全印工連 国等の契約の基本方針改訂、知的財産権に財産的価値を認める
2017年07月31日
全日本印刷工業組合連合会(臼田真人会長)と全日本印刷産業政治連盟(森永伸博会長)が予てより要望していた官公需取引における著作権の適切な取り扱いについて、7月25日の閣議で、「平成29年度中小企業者に関する国等の契約の基本方針(以下、基本方針)」が決定され、平成29年度、新たに講ずる主な措置として、「知的財産権の財産的価値について十分に留意した契約内容とするように努めるものとする」という表現が新たに加わった。また、今後、中小企業庁から発表される基本方針の解説には、「知的財産権の利用範囲の明確化」や「コンテンツ版バイ・ドール制度の活用」といった内容も盛り込まれる予定。
全印工連では、昨年5月18日に開催された自由民主党中小印刷産業振興議員連盟(会長 中曽根弘文参議院議員)の総会において、官公需取引に関し、①中小企業者に関する国等の契約の基本方針の徹底遵守、②低価格競争防止策の導入、③財産権の保護、以上3つの要望を提出していた。その後、③財産権の保護は、経済産業省がコンテンツ産業強化対策支援事業(全印工連が事業を受託)を行って実態把握に努めつつ、知的財産権の適切な取り扱いの検討を進めた結果、今回の基本方針の改定に繋がったものである。

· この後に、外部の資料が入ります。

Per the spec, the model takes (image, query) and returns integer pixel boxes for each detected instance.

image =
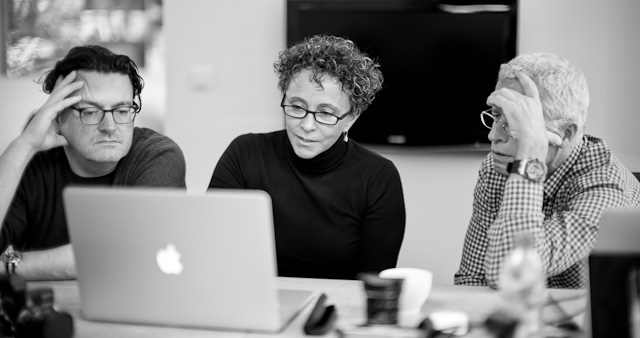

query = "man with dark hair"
[0,46,186,279]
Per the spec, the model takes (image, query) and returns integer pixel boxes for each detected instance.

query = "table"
[28,277,587,338]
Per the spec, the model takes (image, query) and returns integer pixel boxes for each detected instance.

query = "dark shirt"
[209,131,405,279]
[0,127,186,252]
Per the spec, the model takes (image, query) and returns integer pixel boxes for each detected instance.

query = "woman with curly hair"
[209,35,405,279]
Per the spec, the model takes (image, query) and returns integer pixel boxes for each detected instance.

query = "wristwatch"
[0,250,22,275]
[507,158,547,182]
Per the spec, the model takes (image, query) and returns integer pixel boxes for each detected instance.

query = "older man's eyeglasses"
[280,96,353,126]
[480,109,509,131]
[70,102,140,125]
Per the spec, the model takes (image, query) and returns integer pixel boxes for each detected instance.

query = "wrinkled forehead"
[74,70,133,102]
[496,78,524,94]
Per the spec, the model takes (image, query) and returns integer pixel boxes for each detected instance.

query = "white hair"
[498,53,589,132]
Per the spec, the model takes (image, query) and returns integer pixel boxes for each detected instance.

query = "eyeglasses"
[70,102,140,125]
[480,109,509,131]
[280,95,353,126]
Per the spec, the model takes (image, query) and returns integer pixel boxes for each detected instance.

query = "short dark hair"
[274,35,384,114]
[42,45,144,107]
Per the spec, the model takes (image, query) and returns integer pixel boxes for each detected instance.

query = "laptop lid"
[586,210,640,338]
[63,187,312,332]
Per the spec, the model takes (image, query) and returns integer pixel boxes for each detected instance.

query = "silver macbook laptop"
[63,187,313,332]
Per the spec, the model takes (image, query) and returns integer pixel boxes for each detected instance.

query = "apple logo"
[156,243,182,275]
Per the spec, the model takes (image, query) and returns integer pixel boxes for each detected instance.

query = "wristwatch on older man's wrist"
[507,158,547,182]
[0,250,22,275]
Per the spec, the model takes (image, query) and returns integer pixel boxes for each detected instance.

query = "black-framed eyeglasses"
[280,95,353,126]
[69,102,140,125]
[480,109,509,131]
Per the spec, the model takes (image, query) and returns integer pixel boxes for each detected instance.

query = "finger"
[53,70,76,90]
[514,70,540,99]
[547,130,562,147]
[55,134,69,146]
[38,95,82,121]
[487,91,515,113]
[49,81,84,101]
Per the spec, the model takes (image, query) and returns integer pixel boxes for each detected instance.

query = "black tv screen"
[287,0,517,147]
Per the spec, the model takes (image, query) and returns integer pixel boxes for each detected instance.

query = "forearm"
[0,138,35,226]
[16,244,76,280]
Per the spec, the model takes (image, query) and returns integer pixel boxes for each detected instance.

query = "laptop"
[585,209,640,338]
[63,187,315,333]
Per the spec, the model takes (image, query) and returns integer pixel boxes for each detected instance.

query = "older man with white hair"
[455,53,640,288]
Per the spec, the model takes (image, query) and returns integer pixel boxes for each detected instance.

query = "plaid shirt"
[454,135,640,288]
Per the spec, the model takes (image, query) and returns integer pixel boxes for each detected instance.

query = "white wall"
[0,0,640,285]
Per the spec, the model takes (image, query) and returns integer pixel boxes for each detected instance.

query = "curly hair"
[273,35,384,115]
[42,45,144,108]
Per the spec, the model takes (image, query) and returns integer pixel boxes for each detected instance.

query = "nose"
[300,113,316,131]
[488,124,509,142]
[98,112,116,133]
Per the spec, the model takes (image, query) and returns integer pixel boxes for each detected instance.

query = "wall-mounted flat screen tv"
[287,0,518,147]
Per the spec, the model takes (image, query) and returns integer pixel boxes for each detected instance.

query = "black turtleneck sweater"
[209,131,405,279]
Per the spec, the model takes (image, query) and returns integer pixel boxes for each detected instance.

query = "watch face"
[525,160,547,181]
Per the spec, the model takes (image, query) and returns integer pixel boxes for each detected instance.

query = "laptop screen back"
[63,187,304,332]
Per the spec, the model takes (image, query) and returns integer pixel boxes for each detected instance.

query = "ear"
[562,123,578,148]
[342,114,360,133]
[53,114,60,135]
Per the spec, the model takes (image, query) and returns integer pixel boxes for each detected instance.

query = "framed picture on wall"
[0,0,162,78]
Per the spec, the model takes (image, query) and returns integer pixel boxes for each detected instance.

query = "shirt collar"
[544,136,586,196]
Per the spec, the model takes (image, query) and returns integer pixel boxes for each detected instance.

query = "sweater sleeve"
[357,161,406,272]
[209,136,249,189]
[114,128,186,188]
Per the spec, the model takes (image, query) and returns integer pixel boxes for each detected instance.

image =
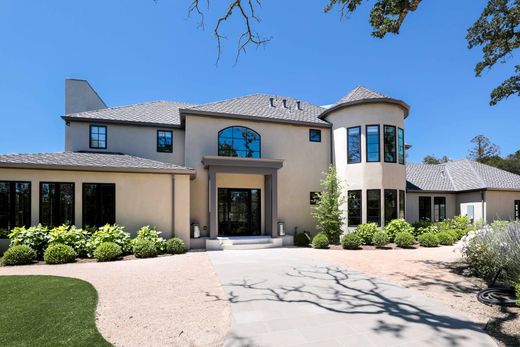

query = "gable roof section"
[406,159,520,192]
[0,152,195,175]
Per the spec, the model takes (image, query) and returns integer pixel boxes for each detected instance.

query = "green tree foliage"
[312,165,345,244]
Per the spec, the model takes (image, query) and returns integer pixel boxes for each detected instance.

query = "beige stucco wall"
[185,115,330,235]
[65,122,184,166]
[0,168,181,242]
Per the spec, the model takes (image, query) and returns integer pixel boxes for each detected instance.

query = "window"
[218,126,260,158]
[419,196,432,221]
[89,125,107,149]
[399,190,406,219]
[366,125,381,162]
[348,190,362,226]
[347,127,361,164]
[40,182,74,226]
[397,128,404,164]
[385,189,397,224]
[309,129,321,142]
[433,196,446,222]
[0,181,31,230]
[157,130,173,153]
[367,189,381,226]
[83,183,116,228]
[384,125,395,163]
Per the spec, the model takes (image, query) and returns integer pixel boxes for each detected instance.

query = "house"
[0,79,520,249]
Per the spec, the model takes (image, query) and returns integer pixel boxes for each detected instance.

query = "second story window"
[157,130,173,153]
[218,126,261,158]
[89,125,107,149]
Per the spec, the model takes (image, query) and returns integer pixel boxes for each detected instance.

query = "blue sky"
[0,0,520,162]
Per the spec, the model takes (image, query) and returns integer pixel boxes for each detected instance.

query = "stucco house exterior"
[0,79,520,249]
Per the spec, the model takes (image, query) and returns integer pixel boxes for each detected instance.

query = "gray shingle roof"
[406,159,520,192]
[181,94,328,125]
[0,152,195,174]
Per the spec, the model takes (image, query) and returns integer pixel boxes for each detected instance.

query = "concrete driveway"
[209,248,496,347]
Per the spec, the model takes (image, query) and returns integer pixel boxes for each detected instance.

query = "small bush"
[94,242,123,261]
[166,237,186,254]
[43,243,78,264]
[385,219,414,242]
[312,233,329,249]
[294,231,311,247]
[354,223,379,245]
[341,232,363,249]
[394,231,415,248]
[2,245,36,265]
[417,233,439,247]
[372,231,390,248]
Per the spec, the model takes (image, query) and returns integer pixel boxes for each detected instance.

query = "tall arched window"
[218,126,260,158]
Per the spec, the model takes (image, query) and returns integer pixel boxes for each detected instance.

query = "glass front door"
[218,188,261,236]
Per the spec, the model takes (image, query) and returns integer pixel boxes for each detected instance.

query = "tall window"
[347,127,361,164]
[157,130,173,153]
[366,125,381,162]
[40,182,74,226]
[89,125,107,149]
[347,190,362,226]
[218,126,261,158]
[384,125,395,163]
[397,128,404,164]
[399,190,406,219]
[419,196,432,221]
[367,189,381,226]
[83,183,116,228]
[385,189,397,224]
[0,181,31,230]
[433,196,446,222]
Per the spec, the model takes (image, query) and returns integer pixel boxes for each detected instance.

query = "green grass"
[0,276,111,347]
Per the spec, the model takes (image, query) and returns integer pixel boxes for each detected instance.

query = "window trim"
[347,125,363,164]
[88,124,108,149]
[365,124,381,163]
[156,129,173,153]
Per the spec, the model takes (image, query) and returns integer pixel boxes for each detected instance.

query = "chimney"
[65,78,107,114]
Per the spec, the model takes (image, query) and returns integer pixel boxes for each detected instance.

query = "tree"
[312,165,345,243]
[469,135,500,163]
[186,0,520,105]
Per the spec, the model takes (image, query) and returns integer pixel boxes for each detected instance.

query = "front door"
[218,188,261,236]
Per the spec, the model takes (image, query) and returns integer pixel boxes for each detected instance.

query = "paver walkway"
[209,248,496,347]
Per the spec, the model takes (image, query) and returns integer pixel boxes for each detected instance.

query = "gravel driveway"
[0,252,230,347]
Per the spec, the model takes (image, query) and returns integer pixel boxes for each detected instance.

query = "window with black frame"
[0,181,31,230]
[218,126,261,158]
[40,182,74,226]
[347,190,362,226]
[83,183,116,228]
[347,127,361,164]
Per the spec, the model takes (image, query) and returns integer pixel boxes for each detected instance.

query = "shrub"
[132,238,157,258]
[2,245,36,265]
[354,223,379,245]
[312,233,329,249]
[394,231,415,248]
[417,233,439,247]
[9,224,49,259]
[372,231,390,248]
[385,219,413,242]
[294,231,311,247]
[43,243,78,264]
[94,242,123,261]
[437,231,457,246]
[49,225,91,257]
[88,224,132,257]
[341,233,363,249]
[166,237,186,254]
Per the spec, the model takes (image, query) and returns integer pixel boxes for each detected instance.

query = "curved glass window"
[218,126,260,158]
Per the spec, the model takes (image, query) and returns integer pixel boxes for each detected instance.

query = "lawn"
[0,276,110,346]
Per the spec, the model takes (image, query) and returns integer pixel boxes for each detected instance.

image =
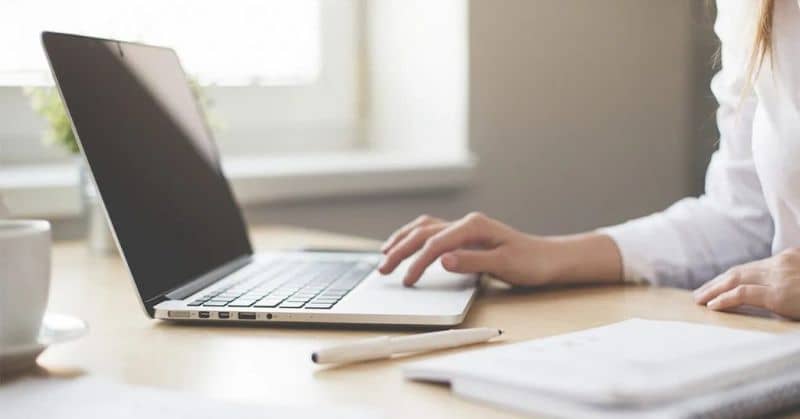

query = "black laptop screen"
[42,33,252,301]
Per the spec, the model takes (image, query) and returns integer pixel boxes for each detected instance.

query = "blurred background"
[0,0,717,243]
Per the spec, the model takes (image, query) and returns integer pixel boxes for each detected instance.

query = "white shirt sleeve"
[600,0,774,289]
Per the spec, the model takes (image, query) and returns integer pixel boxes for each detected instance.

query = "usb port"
[239,313,256,320]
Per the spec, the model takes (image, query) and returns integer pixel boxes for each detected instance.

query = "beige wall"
[43,0,715,243]
[241,0,695,243]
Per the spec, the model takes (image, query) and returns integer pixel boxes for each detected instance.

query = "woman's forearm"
[548,232,623,283]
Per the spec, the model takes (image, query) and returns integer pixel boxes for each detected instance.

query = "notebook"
[404,319,800,417]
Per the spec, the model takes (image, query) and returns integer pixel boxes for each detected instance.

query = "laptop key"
[303,303,333,310]
[228,300,255,307]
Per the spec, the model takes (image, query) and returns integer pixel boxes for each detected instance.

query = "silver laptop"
[42,32,477,326]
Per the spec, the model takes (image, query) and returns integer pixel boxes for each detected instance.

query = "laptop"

全印工連では、全印政連と連携して活動してきたことが今回の改定に結びつき、事業者団体活動の大きな成果であるとしているものの、実効性が伴わなければ画餅に帰す恐れがある。実効性を高める方策として、全印工連では、わが国屈指の組織規模を活かして、今後、この改定内容を積極的に周知・啓発するための説明会や勉強会を開催し、組合員への理解を深めるための活動を展開するとともに、国に対しては総務省を中心に全国の地方自治体に対して基本方針遵守の徹底を図るよう求めていく。さらに総務省の積極的な活動を後押しするため、議員連盟に更なる支援を求めていきたいと考えている。
 いずれにしても官・民の取引条件は、民・民の取引に波及するため、この機会を逃さず47都道府県工組を巻き込んで一気呵成に知的財産権の適切な取り扱いを広めるための活動に注力したいとしている。